Minister Zalewska apeluje do nauczycieli. CZYTAJ WIĘCEJ O PLANOWANYM STRAJKU > Od 11 marca w budynku kuratorium oświaty w Krakowie akcję okupacyjną prowadzą nauczyciele z Sekcji Krajowej Oświaty i Wychowania NSZZ "Solidarność". W czwartek jej szef Ryszard Proksa poinformował, że jeżeli postulaty pracowników oświaty nie zostaną uwzględnione przez rząd, to w poniedziałek przedstawiciele "Solidarności" rozpoczną protest głodowy. Procedury sporu zbiorowego w styczniu rozpoczęły ZNP i należący do Forum Związków Zawodowych Wolny Związek Zawodowy "Solidarność - Oświata". W szkołach prowadzone są referenda strajkowe. Jeśli taka będzie wola większości, strajk rozpocznie się 8 kwietnia. Oznacza to, że jego termin może zbiec się z zaplanowanymi egzaminami: 10, 11 i 12 kwietnia ma odbyć się egzamin gimnazjalny, 15, 16 i 17 kwietnia - egzamin ósmoklasisty, a 6 maja mają rozpocząć się matury. ZNP chce zwiększenia o 1000 złotych tak zwanej kwoty bazowej służącej do wyliczania średniego wynagrodzenia nauczycieli. FZZ żąda zwiększenia o 1000 złotych wynagrodzenia zasadniczego nauczycieli na wszystkich stopniach awansu zawodowego. Sekcja Krajowa Oświaty i Wychowania NSZZ "Solidarność" żąda m.in. podniesienia płac w oświacie podobnie jak w resortach mundurowych, czyli nie mniej niż o 650 złotych od stycznia tego roku i kolejnych 15 procent od stycznia 2020 r. do wynagrodzenia zasadniczego bez względu na stopień awansu zawodowego nauczyciela.
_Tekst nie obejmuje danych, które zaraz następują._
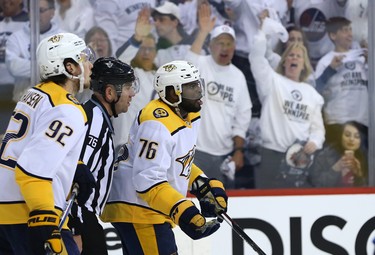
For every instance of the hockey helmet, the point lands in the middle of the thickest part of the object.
(53, 50)
(175, 73)
(109, 70)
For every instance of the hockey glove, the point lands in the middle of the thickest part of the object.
(211, 195)
(191, 222)
(74, 222)
(44, 231)
(86, 183)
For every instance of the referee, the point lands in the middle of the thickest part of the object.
(114, 85)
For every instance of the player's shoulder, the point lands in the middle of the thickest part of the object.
(156, 110)
(58, 96)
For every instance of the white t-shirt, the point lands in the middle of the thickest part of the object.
(290, 110)
(226, 109)
(346, 92)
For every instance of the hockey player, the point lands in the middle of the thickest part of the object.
(40, 151)
(114, 85)
(148, 196)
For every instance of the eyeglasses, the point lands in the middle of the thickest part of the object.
(147, 49)
(87, 55)
(43, 10)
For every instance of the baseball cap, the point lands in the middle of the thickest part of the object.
(223, 29)
(168, 8)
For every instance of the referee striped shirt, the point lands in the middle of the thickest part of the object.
(98, 153)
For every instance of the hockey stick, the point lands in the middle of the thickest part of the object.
(241, 233)
(64, 216)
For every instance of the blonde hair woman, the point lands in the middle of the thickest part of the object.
(291, 109)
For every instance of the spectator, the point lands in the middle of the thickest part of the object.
(118, 17)
(344, 163)
(291, 109)
(12, 18)
(226, 113)
(311, 17)
(144, 68)
(295, 34)
(189, 12)
(18, 48)
(43, 142)
(172, 44)
(357, 13)
(97, 39)
(246, 23)
(114, 85)
(74, 16)
(148, 195)
(343, 80)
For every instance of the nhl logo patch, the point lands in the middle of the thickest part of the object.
(169, 68)
(160, 113)
(72, 98)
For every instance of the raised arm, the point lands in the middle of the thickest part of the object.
(206, 24)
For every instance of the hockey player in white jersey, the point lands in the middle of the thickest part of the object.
(40, 151)
(148, 195)
(114, 84)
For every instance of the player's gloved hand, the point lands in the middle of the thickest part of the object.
(74, 222)
(86, 183)
(191, 222)
(43, 230)
(211, 195)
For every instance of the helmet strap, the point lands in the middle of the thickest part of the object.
(113, 104)
(79, 77)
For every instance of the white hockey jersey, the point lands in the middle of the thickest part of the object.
(156, 175)
(41, 146)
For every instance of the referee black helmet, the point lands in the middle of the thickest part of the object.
(109, 70)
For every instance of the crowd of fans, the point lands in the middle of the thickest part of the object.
(286, 82)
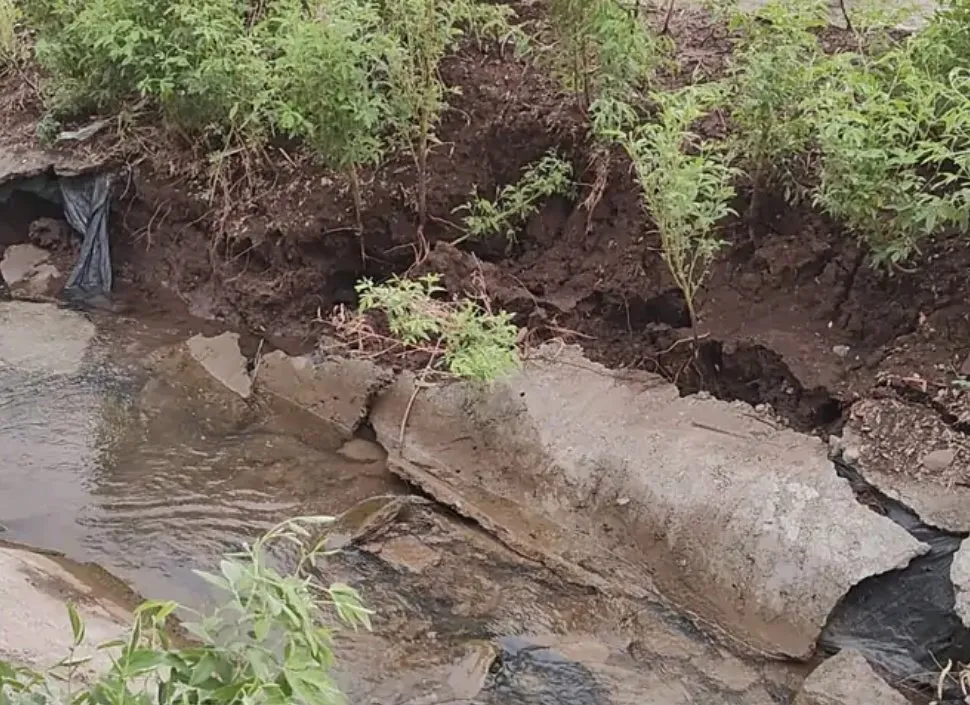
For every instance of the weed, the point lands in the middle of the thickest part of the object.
(328, 90)
(473, 342)
(424, 31)
(602, 49)
(515, 203)
(10, 47)
(685, 181)
(774, 77)
(271, 641)
(894, 164)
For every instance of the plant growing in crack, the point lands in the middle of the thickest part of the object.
(464, 337)
(515, 203)
(424, 31)
(685, 181)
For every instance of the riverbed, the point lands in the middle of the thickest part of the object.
(118, 452)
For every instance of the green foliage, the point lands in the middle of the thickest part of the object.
(602, 49)
(894, 139)
(685, 181)
(473, 342)
(270, 642)
(424, 31)
(10, 47)
(775, 75)
(515, 203)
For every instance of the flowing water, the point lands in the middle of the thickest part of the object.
(113, 455)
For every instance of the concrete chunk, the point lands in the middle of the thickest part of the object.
(746, 525)
(847, 679)
(337, 390)
(221, 358)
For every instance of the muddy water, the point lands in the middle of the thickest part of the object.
(108, 464)
(112, 457)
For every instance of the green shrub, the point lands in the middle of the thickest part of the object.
(270, 642)
(685, 181)
(773, 80)
(473, 342)
(893, 141)
(515, 203)
(602, 49)
(423, 32)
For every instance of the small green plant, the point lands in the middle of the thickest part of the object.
(271, 641)
(515, 203)
(424, 31)
(10, 47)
(685, 181)
(471, 341)
(602, 49)
(894, 161)
(329, 87)
(774, 78)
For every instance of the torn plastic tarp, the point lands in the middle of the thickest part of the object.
(85, 200)
(86, 203)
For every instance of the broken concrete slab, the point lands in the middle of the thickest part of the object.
(960, 575)
(221, 358)
(34, 592)
(909, 453)
(27, 271)
(37, 337)
(847, 679)
(744, 525)
(336, 390)
(206, 377)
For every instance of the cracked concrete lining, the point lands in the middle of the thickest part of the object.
(745, 525)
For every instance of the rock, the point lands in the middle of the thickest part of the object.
(960, 575)
(49, 233)
(847, 679)
(409, 553)
(221, 358)
(43, 337)
(337, 390)
(939, 460)
(26, 271)
(965, 367)
(34, 592)
(362, 451)
(720, 504)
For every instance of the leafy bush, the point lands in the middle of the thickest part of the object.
(515, 203)
(423, 32)
(9, 42)
(602, 49)
(271, 642)
(473, 342)
(773, 79)
(685, 181)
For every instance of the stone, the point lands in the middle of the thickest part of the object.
(44, 338)
(336, 390)
(960, 575)
(26, 271)
(938, 460)
(34, 592)
(362, 451)
(847, 679)
(746, 525)
(221, 358)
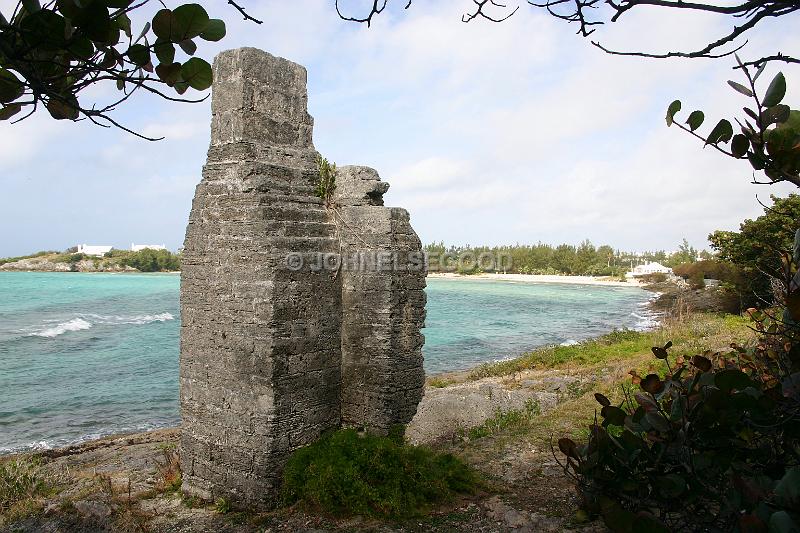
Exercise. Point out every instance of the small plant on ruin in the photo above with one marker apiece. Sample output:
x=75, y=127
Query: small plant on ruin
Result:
x=711, y=444
x=327, y=180
x=346, y=473
x=169, y=468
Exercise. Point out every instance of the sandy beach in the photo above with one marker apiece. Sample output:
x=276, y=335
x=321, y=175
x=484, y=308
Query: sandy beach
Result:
x=533, y=278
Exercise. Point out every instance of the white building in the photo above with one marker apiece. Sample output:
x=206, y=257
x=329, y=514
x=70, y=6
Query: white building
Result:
x=97, y=251
x=649, y=268
x=140, y=247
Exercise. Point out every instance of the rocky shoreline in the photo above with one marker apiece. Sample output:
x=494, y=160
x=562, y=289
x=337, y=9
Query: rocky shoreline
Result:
x=38, y=264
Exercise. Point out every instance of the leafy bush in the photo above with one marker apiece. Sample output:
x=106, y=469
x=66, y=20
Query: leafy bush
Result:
x=69, y=258
x=656, y=277
x=5, y=260
x=149, y=260
x=346, y=473
x=714, y=444
x=20, y=479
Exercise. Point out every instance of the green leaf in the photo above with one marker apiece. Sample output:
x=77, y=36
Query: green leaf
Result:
x=673, y=108
x=197, y=74
x=695, y=120
x=601, y=399
x=139, y=55
x=165, y=51
x=776, y=91
x=188, y=46
x=781, y=522
x=9, y=111
x=728, y=380
x=190, y=21
x=775, y=114
x=721, y=133
x=10, y=86
x=169, y=73
x=124, y=24
x=671, y=485
x=31, y=6
x=652, y=384
x=214, y=31
x=739, y=145
x=659, y=352
x=738, y=87
x=613, y=415
x=163, y=24
x=787, y=491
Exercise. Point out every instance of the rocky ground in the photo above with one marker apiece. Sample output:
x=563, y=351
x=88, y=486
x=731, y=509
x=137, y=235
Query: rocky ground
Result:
x=45, y=264
x=126, y=483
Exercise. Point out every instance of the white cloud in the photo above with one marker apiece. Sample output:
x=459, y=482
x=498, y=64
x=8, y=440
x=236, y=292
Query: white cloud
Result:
x=512, y=132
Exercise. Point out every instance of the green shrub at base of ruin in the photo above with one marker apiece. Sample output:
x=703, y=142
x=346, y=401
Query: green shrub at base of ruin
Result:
x=346, y=473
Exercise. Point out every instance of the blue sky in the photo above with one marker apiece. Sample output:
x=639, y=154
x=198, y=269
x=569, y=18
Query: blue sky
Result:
x=488, y=133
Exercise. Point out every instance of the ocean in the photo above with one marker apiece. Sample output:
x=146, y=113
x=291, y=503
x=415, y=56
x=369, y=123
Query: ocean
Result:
x=88, y=355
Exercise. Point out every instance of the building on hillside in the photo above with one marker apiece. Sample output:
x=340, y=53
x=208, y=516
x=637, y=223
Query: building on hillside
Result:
x=140, y=247
x=97, y=251
x=649, y=268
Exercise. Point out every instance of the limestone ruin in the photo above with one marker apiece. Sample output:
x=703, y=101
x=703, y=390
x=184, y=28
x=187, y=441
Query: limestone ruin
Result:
x=297, y=318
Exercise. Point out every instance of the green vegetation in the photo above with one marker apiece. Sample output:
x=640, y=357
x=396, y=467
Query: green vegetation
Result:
x=347, y=473
x=733, y=414
x=146, y=260
x=564, y=259
x=770, y=143
x=52, y=51
x=506, y=420
x=5, y=260
x=23, y=483
x=760, y=248
x=691, y=335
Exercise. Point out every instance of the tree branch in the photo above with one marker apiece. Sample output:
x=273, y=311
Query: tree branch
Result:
x=244, y=13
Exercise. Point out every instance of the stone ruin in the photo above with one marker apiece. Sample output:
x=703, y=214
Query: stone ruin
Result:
x=296, y=318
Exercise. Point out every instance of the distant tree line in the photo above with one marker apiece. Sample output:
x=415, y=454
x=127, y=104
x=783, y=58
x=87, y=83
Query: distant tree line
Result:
x=585, y=259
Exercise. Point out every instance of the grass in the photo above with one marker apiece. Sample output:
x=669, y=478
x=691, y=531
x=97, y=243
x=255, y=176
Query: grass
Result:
x=4, y=260
x=690, y=335
x=24, y=483
x=506, y=420
x=346, y=474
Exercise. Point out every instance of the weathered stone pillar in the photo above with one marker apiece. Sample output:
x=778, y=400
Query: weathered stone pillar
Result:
x=383, y=305
x=265, y=336
x=260, y=365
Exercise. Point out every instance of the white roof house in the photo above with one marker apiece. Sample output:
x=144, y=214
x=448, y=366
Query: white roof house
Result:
x=97, y=251
x=649, y=268
x=140, y=247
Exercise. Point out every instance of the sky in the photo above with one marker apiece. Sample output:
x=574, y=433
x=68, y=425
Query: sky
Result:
x=519, y=132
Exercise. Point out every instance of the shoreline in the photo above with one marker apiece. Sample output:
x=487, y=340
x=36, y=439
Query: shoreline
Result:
x=540, y=278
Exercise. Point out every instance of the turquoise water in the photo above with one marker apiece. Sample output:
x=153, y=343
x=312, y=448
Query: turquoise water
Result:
x=86, y=355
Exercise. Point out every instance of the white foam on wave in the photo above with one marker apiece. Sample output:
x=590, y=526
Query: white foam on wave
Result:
x=76, y=324
x=86, y=321
x=135, y=319
x=71, y=441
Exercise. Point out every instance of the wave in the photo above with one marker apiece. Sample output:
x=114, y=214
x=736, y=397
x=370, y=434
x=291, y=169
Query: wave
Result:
x=86, y=321
x=62, y=442
x=76, y=324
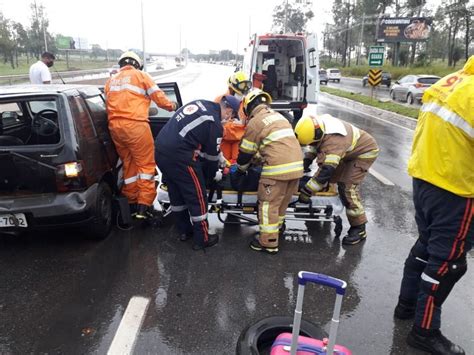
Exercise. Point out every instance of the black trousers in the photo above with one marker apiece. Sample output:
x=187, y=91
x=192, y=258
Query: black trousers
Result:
x=438, y=258
x=188, y=196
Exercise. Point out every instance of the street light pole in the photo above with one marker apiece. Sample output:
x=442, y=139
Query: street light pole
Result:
x=143, y=38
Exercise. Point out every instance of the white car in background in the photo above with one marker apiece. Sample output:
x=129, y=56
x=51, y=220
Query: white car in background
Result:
x=334, y=74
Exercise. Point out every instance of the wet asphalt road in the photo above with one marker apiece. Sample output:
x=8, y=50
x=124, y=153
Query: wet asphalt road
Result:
x=60, y=293
x=381, y=92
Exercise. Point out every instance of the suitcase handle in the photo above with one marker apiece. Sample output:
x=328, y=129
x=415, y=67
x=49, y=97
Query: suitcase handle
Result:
x=320, y=279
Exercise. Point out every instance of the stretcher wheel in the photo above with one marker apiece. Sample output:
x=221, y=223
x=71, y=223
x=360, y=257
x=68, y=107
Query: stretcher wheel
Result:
x=258, y=338
x=338, y=226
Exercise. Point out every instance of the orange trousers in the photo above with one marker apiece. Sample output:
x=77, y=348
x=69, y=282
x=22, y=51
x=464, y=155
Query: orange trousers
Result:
x=233, y=133
x=135, y=146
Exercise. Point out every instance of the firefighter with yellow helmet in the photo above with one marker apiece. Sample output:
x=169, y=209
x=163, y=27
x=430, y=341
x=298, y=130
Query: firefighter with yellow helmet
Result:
x=344, y=154
x=271, y=135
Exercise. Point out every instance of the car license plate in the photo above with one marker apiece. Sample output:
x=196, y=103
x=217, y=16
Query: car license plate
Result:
x=13, y=220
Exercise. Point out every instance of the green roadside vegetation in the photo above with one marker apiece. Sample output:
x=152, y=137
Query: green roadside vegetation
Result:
x=75, y=63
x=366, y=100
x=440, y=69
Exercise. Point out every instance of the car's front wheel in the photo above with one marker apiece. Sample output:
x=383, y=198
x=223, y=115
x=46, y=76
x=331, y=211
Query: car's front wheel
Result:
x=101, y=223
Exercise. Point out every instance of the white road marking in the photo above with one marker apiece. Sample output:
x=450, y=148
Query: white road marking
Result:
x=380, y=177
x=126, y=335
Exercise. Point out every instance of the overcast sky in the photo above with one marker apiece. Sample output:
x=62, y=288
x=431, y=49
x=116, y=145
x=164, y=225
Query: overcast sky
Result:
x=204, y=24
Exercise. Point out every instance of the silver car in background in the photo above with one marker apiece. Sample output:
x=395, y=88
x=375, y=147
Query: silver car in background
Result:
x=410, y=88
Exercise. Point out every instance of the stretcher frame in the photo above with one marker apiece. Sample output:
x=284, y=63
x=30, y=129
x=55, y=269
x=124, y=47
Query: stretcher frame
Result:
x=245, y=213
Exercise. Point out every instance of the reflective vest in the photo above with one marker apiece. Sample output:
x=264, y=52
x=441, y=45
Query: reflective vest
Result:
x=129, y=94
x=443, y=146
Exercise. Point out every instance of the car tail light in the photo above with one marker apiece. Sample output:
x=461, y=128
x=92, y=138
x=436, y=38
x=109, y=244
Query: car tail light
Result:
x=70, y=177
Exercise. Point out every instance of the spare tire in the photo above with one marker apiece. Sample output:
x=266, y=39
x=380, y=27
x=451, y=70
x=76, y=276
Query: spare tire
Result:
x=257, y=338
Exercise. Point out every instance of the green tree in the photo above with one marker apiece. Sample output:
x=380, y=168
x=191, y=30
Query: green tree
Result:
x=290, y=16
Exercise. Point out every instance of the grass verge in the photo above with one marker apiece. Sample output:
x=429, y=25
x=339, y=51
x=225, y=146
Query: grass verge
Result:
x=388, y=106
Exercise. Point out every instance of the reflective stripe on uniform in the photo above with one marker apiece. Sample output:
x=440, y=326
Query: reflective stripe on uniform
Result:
x=143, y=176
x=370, y=154
x=199, y=218
x=277, y=135
x=270, y=170
x=429, y=279
x=333, y=159
x=248, y=146
x=313, y=185
x=359, y=210
x=269, y=228
x=208, y=156
x=152, y=90
x=265, y=206
x=130, y=180
x=193, y=124
x=449, y=116
x=281, y=220
x=128, y=87
x=179, y=208
x=355, y=138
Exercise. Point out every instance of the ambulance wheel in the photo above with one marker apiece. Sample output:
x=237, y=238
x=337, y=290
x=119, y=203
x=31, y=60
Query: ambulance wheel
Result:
x=338, y=226
x=258, y=338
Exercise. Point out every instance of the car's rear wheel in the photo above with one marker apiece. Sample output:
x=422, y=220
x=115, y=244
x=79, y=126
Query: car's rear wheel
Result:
x=101, y=223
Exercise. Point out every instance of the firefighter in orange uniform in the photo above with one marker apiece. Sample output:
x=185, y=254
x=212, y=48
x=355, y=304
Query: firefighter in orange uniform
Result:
x=128, y=100
x=239, y=86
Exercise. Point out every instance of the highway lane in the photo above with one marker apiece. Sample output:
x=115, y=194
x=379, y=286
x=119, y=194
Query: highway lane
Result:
x=62, y=294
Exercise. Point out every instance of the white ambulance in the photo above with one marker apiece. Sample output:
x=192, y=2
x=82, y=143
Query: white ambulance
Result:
x=286, y=66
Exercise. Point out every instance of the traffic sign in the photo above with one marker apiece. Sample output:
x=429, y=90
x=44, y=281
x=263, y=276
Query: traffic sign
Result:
x=375, y=77
x=376, y=55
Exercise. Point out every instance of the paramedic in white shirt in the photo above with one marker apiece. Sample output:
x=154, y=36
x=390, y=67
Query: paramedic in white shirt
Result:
x=39, y=72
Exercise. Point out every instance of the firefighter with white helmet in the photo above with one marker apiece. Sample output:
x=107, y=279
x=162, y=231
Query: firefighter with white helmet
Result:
x=344, y=154
x=271, y=135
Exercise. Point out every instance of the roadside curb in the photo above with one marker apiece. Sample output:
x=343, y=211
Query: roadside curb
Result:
x=393, y=117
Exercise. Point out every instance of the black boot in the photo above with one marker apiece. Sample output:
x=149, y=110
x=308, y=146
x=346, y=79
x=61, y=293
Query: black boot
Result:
x=142, y=212
x=433, y=342
x=404, y=309
x=185, y=236
x=355, y=235
x=255, y=245
x=212, y=239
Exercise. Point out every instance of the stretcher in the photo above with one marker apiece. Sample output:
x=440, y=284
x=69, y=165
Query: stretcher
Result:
x=243, y=207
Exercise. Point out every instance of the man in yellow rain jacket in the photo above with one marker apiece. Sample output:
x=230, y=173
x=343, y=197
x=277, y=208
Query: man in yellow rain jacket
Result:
x=442, y=167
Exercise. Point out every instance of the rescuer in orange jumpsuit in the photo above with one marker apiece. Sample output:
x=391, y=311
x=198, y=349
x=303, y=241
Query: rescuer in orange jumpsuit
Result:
x=239, y=86
x=128, y=100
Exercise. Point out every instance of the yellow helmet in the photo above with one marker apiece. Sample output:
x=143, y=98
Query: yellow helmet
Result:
x=240, y=83
x=254, y=98
x=309, y=130
x=130, y=58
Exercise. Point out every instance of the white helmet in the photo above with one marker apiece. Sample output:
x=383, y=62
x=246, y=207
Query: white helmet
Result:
x=130, y=58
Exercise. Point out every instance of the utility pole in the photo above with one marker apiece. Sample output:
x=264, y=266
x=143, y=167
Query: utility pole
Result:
x=143, y=38
x=361, y=37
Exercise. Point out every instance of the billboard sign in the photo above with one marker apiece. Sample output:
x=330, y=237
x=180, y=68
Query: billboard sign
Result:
x=403, y=29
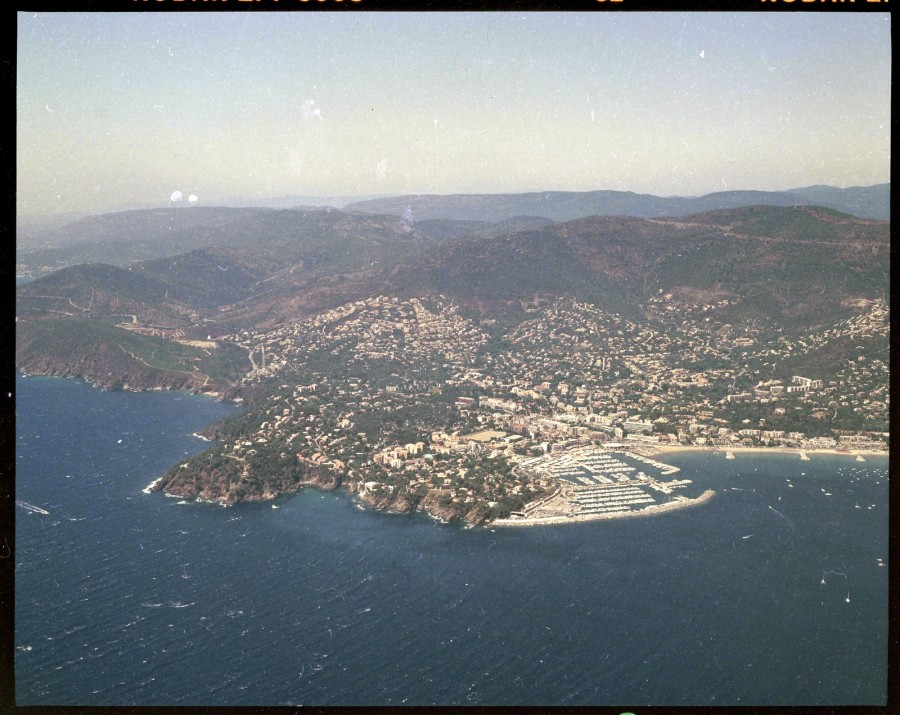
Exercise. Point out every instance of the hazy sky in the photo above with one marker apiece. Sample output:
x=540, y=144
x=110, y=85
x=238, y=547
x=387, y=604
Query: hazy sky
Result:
x=119, y=108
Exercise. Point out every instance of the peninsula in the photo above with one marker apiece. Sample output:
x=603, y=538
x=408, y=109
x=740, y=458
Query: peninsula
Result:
x=487, y=373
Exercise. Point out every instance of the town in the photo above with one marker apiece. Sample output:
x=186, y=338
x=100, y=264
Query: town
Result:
x=415, y=404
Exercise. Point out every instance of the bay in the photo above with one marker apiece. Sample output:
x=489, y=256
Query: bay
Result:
x=128, y=598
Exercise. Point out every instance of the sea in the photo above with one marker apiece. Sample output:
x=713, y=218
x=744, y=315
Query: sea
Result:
x=773, y=593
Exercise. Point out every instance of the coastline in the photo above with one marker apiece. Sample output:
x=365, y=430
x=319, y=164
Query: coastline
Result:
x=655, y=451
x=575, y=518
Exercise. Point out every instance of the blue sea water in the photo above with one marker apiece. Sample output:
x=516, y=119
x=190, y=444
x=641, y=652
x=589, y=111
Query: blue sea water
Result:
x=127, y=598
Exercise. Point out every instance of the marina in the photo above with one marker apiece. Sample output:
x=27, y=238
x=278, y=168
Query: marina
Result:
x=601, y=483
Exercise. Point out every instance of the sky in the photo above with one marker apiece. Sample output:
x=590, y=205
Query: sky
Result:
x=115, y=109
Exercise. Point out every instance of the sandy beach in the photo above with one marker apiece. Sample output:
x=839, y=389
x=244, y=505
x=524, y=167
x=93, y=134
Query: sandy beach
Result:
x=657, y=451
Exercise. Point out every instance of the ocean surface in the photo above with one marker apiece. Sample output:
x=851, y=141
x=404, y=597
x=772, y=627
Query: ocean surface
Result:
x=773, y=593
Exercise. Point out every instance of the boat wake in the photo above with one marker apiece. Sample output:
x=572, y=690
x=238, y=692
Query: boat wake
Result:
x=31, y=507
Szef "Solidarności": wszystko jest na dobrej drodze, aby wprowadzić czwartą niedzielę niehandlową
Duda był także pytany o niedziele niehandlowe. Stwierdził, że informacje o bankructwach sklepów przez zakaz handlu to "fake newsy, nieprawdy, półprawdy, kłamstwa i manipulacje".
- Duża lodziarnia wycofuje się z dużych sieci handlowych, mówiąc właśnie, że przez brak handlu w niedzielę oni nie wyrabiają i finansowo ten biznes się nie spina. Tak, trzy dni w miesiącu powodują, że lodziarnia się nie wyrabia. To jest lobby dużych sieci handlowych - ocenił.
Jego zdaniem, ustawa o zakazie handlu jest "zrobiona dla pracowników, którzy mogą w niedzielę odpocząć".
- Straszono likwidacją dużych sieci handlowych, dużymi zwolnieniami. Wręcz odwrotnie, potrzeba jest pracowników w dużych sieciach - mówił Duda.
Ocenił, że "wszystko jest na dobrej drodze do tego, aby faktycznie w przyszłym roku można było wprowadzić czwartą niedzielę niehandlową" w miesiącu.